Abstract B26: BET and HDAC inhibitors induce similar genes and biological effects and synergize to kill in Myc-induced murine lymphoma

Abstract

Abstract Bromodomain and extraterminal (BET) proteins bind acetylated proteins, including histones, and regulate transcription. Recently, BET inhibitors (BETi) have been developed that show promise as potent anti-cancer drugs against various solid and hematological malignancies. Here we show that the structurally novel and orally bioavailable BETi RVX2135 inhibits proliferation and induces apoptosis of lymphoma cells arising in Myc-transgenic mice, in vitro and in vivo.
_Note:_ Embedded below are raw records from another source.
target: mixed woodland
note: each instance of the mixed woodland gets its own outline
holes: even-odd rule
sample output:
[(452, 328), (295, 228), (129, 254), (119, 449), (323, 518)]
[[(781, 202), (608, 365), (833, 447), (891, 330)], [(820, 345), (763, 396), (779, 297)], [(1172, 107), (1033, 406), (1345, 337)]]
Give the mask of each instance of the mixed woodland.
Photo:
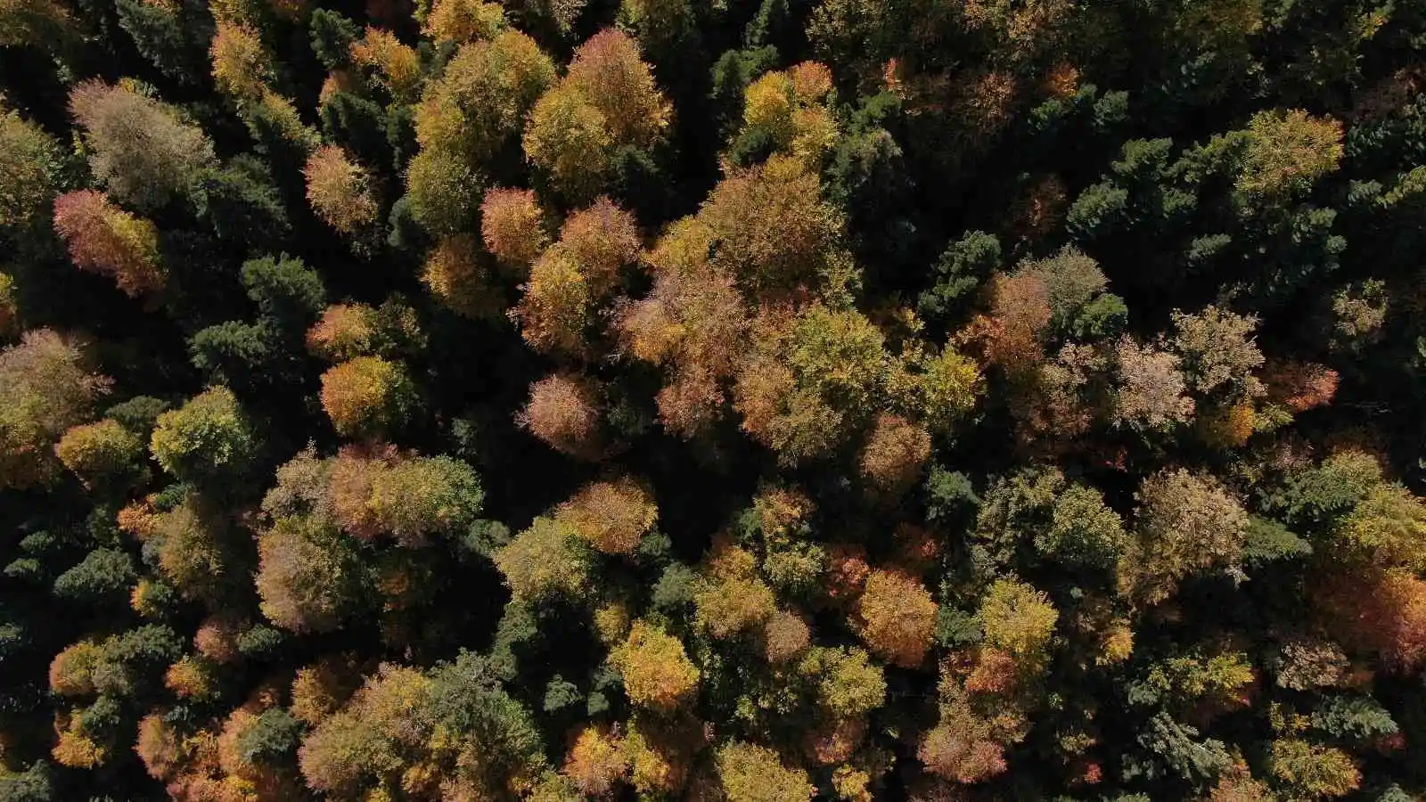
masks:
[(0, 0), (0, 801), (1420, 801), (1423, 233), (1423, 0)]

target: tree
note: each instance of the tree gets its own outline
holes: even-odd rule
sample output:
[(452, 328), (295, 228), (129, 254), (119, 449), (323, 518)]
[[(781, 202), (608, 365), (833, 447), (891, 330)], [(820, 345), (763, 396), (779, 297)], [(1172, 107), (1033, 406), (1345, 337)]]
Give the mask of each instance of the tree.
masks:
[(1044, 664), (1060, 614), (1050, 597), (1032, 585), (997, 579), (981, 601), (977, 618), (987, 644), (1004, 649), (1022, 668), (1031, 668)]
[(670, 108), (627, 34), (603, 30), (575, 51), (565, 78), (540, 96), (525, 128), (525, 156), (575, 201), (605, 186), (620, 147), (657, 144)]
[(70, 91), (70, 113), (84, 128), (90, 170), (114, 200), (140, 211), (187, 194), (214, 166), (212, 143), (177, 108), (100, 80)]
[(401, 362), (356, 357), (322, 374), (322, 408), (339, 435), (394, 431), (415, 407), (416, 388)]
[(1335, 532), (1340, 557), (1426, 572), (1426, 504), (1397, 484), (1372, 488)]
[(0, 230), (24, 230), (44, 217), (58, 184), (54, 137), (16, 111), (0, 110)]
[(817, 174), (774, 156), (719, 181), (699, 210), (712, 260), (746, 291), (814, 285), (838, 268), (841, 215), (821, 198)]
[(54, 444), (54, 454), (88, 485), (123, 482), (143, 474), (143, 441), (113, 418), (70, 427)]
[(208, 53), (212, 81), (238, 103), (261, 98), (272, 81), (272, 59), (252, 27), (220, 21)]
[(1258, 325), (1255, 318), (1206, 307), (1194, 315), (1174, 313), (1172, 320), (1171, 345), (1194, 390), (1229, 398), (1256, 398), (1265, 392), (1253, 375), (1263, 362), (1251, 338)]
[(475, 167), (519, 134), (555, 77), (555, 63), (518, 30), (462, 44), (425, 87), (416, 140), (422, 150), (451, 153)]
[(925, 659), (935, 615), (935, 601), (925, 587), (896, 571), (871, 571), (857, 601), (863, 641), (901, 668), (915, 668)]
[(585, 40), (563, 83), (603, 114), (616, 146), (650, 147), (663, 137), (672, 110), (629, 34), (605, 29)]
[(398, 542), (419, 547), (428, 535), (465, 531), (479, 515), (483, 499), (481, 479), (465, 462), (416, 457), (379, 471), (366, 505)]
[(653, 498), (633, 479), (595, 482), (560, 504), (555, 521), (605, 554), (633, 554), (659, 521)]
[(605, 295), (619, 285), (620, 271), (639, 257), (639, 227), (632, 214), (599, 197), (565, 220), (558, 247), (579, 265), (590, 293)]
[(307, 350), (332, 362), (372, 355), (376, 325), (376, 310), (366, 304), (334, 304), (307, 330)]
[(1212, 478), (1161, 471), (1135, 495), (1135, 534), (1119, 582), (1139, 602), (1158, 604), (1189, 574), (1238, 561), (1248, 514)]
[(586, 796), (607, 796), (629, 773), (629, 758), (617, 734), (586, 726), (579, 732), (560, 769)]
[(603, 451), (599, 410), (588, 380), (556, 372), (530, 385), (529, 402), (516, 422), (556, 451), (597, 460)]
[(545, 220), (530, 190), (495, 188), (481, 203), (481, 237), (502, 264), (528, 270), (549, 244)]
[(800, 158), (810, 168), (837, 140), (831, 114), (831, 71), (817, 61), (803, 61), (783, 71), (764, 73), (747, 86), (743, 130), (734, 141), (766, 140), (773, 150)]
[(258, 537), (262, 615), (294, 632), (329, 632), (359, 609), (362, 559), (335, 524), (279, 518)]
[(412, 218), (438, 237), (471, 234), (476, 225), (482, 177), (459, 156), (422, 150), (406, 164), (406, 197)]
[(83, 270), (108, 274), (124, 294), (157, 293), (167, 280), (158, 255), (158, 230), (93, 190), (54, 198), (54, 230)]
[(572, 253), (559, 245), (545, 251), (522, 288), (513, 317), (530, 348), (570, 355), (588, 350), (596, 295)]
[(128, 554), (97, 548), (78, 565), (54, 578), (54, 595), (81, 602), (123, 599), (137, 579), (134, 559)]
[(730, 741), (719, 748), (716, 759), (729, 802), (806, 801), (817, 792), (806, 772), (787, 768), (766, 746)]
[(773, 589), (757, 577), (754, 564), (742, 548), (714, 547), (693, 594), (694, 619), (713, 638), (757, 631), (776, 612)]
[(495, 320), (505, 304), (491, 273), (479, 257), (475, 238), (456, 234), (442, 237), (431, 250), (421, 268), (421, 281), (452, 311), (469, 318)]
[(699, 685), (699, 669), (689, 661), (683, 644), (645, 621), (633, 622), (629, 638), (609, 652), (609, 661), (623, 675), (629, 699), (655, 711), (673, 711)]
[(379, 208), (365, 168), (342, 148), (322, 146), (307, 158), (307, 200), (318, 217), (342, 234), (354, 234), (376, 220)]
[(1168, 431), (1189, 420), (1194, 400), (1174, 354), (1122, 337), (1115, 345), (1118, 381), (1114, 422), (1138, 431)]
[(54, 445), (83, 422), (110, 380), (90, 372), (78, 344), (48, 328), (27, 331), (0, 351), (0, 488), (27, 488), (53, 478)]
[(257, 450), (252, 424), (227, 387), (208, 388), (158, 415), (150, 442), (163, 469), (193, 482), (241, 477)]
[(1396, 671), (1426, 662), (1426, 581), (1406, 571), (1332, 577), (1313, 599), (1332, 636)]
[(1273, 779), (1313, 799), (1345, 796), (1362, 783), (1362, 772), (1346, 752), (1308, 741), (1273, 741), (1269, 762)]
[(371, 70), (398, 103), (415, 98), (421, 84), (421, 57), (391, 31), (368, 26), (366, 33), (351, 44), (351, 59), (358, 67)]
[(525, 128), (525, 156), (549, 174), (562, 194), (596, 196), (613, 168), (609, 121), (585, 93), (559, 84), (540, 96)]
[(585, 548), (568, 525), (552, 518), (536, 518), (495, 554), (495, 567), (519, 601), (578, 599), (590, 589)]
[(505, 10), (482, 0), (435, 0), (421, 27), (438, 43), (495, 39), (505, 29)]
[(816, 679), (819, 705), (838, 721), (866, 716), (886, 704), (886, 678), (864, 649), (813, 646), (797, 662), (797, 674)]
[(888, 498), (904, 494), (931, 457), (931, 435), (898, 415), (883, 412), (861, 450), (861, 475)]
[(1301, 196), (1342, 160), (1342, 123), (1302, 110), (1259, 111), (1248, 121), (1235, 187), (1251, 200)]

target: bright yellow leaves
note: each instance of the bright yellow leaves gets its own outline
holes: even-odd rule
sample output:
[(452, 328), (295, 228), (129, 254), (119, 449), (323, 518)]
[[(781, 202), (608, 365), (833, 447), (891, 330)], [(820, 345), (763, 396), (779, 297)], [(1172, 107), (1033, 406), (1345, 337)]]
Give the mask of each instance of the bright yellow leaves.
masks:
[(332, 228), (352, 234), (376, 220), (379, 210), (371, 191), (371, 177), (342, 148), (317, 148), (302, 174), (307, 177), (308, 203)]
[(372, 70), (398, 101), (412, 100), (421, 87), (421, 57), (388, 30), (368, 27), (352, 43), (351, 56), (358, 66)]
[(1024, 669), (1042, 665), (1060, 612), (1042, 591), (998, 579), (981, 599), (978, 619), (985, 642), (1007, 652)]
[(1342, 123), (1302, 110), (1259, 111), (1235, 187), (1251, 200), (1298, 196), (1342, 161)]
[(495, 554), (511, 595), (539, 602), (555, 597), (579, 598), (589, 591), (589, 565), (569, 527), (536, 518), (509, 545)]
[(635, 621), (629, 639), (615, 648), (610, 662), (623, 675), (625, 691), (640, 706), (672, 711), (689, 699), (699, 684), (699, 669), (683, 644), (663, 629)]
[(897, 571), (873, 571), (857, 604), (861, 639), (901, 668), (915, 668), (925, 659), (935, 634), (935, 614), (930, 591)]
[(399, 427), (415, 408), (406, 368), (379, 357), (356, 357), (322, 374), (322, 410), (342, 437)]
We find that BET inhibition exhibited broad transcriptional effects in Myc-transgenic lymphoma cells affecting many transcription factor networks. By examining the genes induced by BETi, which have been largely ignored to date, we discovered that these were similar to those induced by histone deacetylase inhibitors (HDACi). HDACi also induced cell cycle arrest and cell death of Myc-induced murine lymphoma cells and synergized with BETi. To date many of the effects of BETi have been attributed to transcriptional suppression of genes like the MYC oncogene. Moreover, global profiling of the expression of miRNAs demonstrated that HDACi and BETi exhibited a very similar miRNA transcriptome. We also show one of the possible mechanism which might leads to the similarity of induced genes by BETi and HDACi using ChIP-sequencing experiments. Finally, we unravel a genetic and functional link between BET proteins and histone deacetylases (HDAC) that opens up avenues for combination therapies against a variety of cancer. Citation Format: Joydeep Bhadury, Lisa M. Nilsson, Muralidharan Veppil Somsundar, Lydia C. Green, Ulrich B. Keller, Kevin G. McLure, Jonas A. Nilsson. BET and HDAC inhibitors induce similar genes and biological effects and synergize to kill in Myc-induced murine lymphoma. [abstract]. In: Proceedings of the AACR Special Conference on Myc: From Biology to Therapy; Jan 7-10, 2015; La Jolla, CA. Philadelphia (PA): AACR; Mol Cancer Res 2015;13(10 Suppl):Abstract nr B26.